248 — MuseGAN: Multi-track Sequential Generative Adversarial Networks for Symbolic Music Generation and Accompaniment
Dong & Hsiao et al (1709.06298)
Read on 25 April 2018My previous papers about music synthesis systems (such as PiaF, #166, or _JamBot, #96), have mostly relied on machine-learning techniques that approximated existing musical samples or structures.
MuseGAN, and its recent followup, BinaryMuseGAN, leverage recent developments in GAN technology to address the challenges of tempo, beat, and musicality.
The authors propose three models that each generate music-like somethings: A Jamming model, a Composer model, and a Hybrid model. The models were each provided tracks to generate bass, drums, guitar, piano, and string-instrument audio, and were trained on a large rock-music MIDI corpus.
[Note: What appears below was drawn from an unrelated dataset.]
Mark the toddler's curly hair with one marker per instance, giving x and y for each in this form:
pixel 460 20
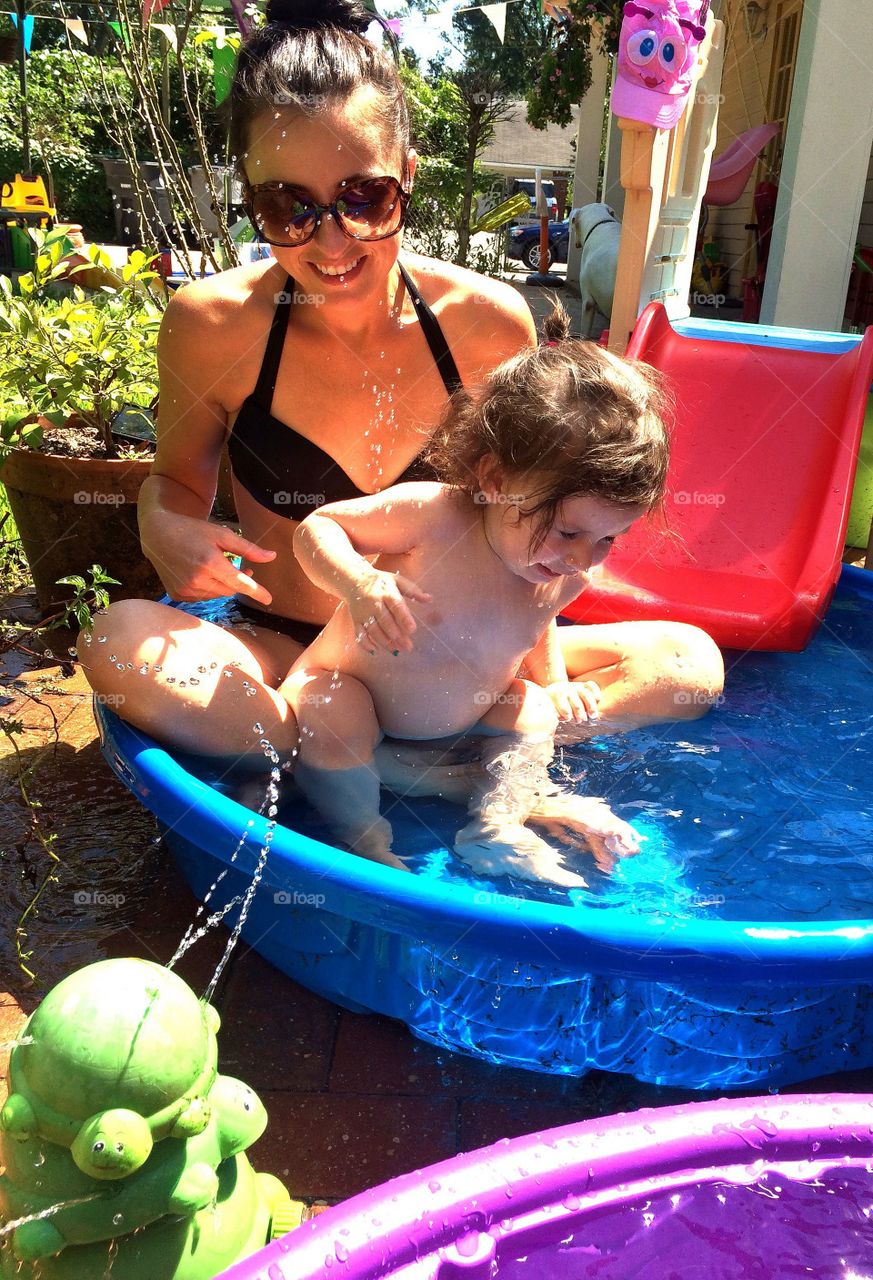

The generated samples were graded on harmony, rhythmic structure, multi-track dependency, and temporal structure.
In the Jamming model, many independent agents generate their own interal musical plans. In the Composer model, one single entity generates multiple plans. (The Hybrid model is a combination of the two.)
The results are…mostly what you’d expect. But there are a few tracks that really sound human-generated and very musical. I’d recommend taking a look and a listen.
Data and samples are available at the project’s website.